Raging Search and more

George Porter george at library.caltech.edu
Tue May 9 18:57:54 EDT 2000


Tim Kambitsch's take on Raging Search <http://raging.com> coincides well
with what I've read and seen.  AltaVista is imitating the lean, fast
responses which have made Google <http://google.com> my preferred search
engine for over a year now.

Recently unseating my long-time go-to web meta-search engine, DogPile
<http://dogpile.com>, has been Ixquick <http://ixquick.com>.  Ixquick ranks
the relevancy of web pages retrieved from up to 14 search engines.  Users
can (de)select specific search engines.  The top 10 pages from each engine
then contribute to the ranking of the integrated results.  The Kambitsch
gambit yields:

"53 unique top-ten pages selected from at least 303 matching results"

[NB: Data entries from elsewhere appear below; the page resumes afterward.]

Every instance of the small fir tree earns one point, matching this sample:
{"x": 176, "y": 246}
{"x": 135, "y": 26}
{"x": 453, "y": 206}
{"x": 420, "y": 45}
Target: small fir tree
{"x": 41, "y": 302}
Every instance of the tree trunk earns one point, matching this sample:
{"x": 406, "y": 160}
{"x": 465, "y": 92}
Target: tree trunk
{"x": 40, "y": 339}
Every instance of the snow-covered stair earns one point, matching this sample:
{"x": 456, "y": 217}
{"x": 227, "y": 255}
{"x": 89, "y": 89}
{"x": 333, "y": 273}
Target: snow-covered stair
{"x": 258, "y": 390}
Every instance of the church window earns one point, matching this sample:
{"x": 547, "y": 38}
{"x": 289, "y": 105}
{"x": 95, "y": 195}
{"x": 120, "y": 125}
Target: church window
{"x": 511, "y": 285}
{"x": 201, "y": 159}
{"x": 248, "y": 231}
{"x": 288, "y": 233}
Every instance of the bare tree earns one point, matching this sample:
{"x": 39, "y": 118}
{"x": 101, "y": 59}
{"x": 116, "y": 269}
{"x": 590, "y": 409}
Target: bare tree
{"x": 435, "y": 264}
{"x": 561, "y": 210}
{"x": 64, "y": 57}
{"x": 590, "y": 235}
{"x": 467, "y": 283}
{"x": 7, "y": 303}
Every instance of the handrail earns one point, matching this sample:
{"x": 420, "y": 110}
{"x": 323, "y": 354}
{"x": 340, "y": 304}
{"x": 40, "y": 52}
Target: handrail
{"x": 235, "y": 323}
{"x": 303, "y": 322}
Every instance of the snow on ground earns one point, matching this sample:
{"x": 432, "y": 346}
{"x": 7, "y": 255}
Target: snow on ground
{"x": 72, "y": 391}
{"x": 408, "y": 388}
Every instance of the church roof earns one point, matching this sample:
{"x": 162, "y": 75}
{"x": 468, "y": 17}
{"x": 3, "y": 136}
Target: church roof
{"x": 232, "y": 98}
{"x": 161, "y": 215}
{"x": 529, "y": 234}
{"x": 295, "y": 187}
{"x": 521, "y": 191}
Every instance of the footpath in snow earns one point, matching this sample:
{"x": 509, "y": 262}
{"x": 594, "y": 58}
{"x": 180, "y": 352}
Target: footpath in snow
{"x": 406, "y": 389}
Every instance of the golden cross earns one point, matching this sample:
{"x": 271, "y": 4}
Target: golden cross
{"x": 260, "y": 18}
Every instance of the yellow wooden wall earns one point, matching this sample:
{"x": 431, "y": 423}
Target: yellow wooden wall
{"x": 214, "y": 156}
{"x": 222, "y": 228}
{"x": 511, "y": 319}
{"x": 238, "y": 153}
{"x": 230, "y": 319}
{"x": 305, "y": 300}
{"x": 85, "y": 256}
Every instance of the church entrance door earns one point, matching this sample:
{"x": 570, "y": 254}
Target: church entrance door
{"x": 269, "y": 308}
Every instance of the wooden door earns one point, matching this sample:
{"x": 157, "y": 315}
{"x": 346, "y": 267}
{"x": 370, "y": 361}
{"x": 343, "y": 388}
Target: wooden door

The top-ranked page, Exploiting and abusing Netscape
<http://www.dayton.lib.oh.us/~kambitsch/netscape-hacks.html>, bears out the
validity of Tim's ego-surfing concept.  4 top ten rankings, specifically,
Hotbot (2), Snap (2), AOL (2), Webcrawler (2).  Less ego-boosting, but
interesting nonetheless, the second place page is Greg Kambitsch's Home
Journal <http://www.concentric.net/~gkambic>, also netting 4 top ten
finishes: Hotbot (1), Snap (1), AOL (1), Altavista (7).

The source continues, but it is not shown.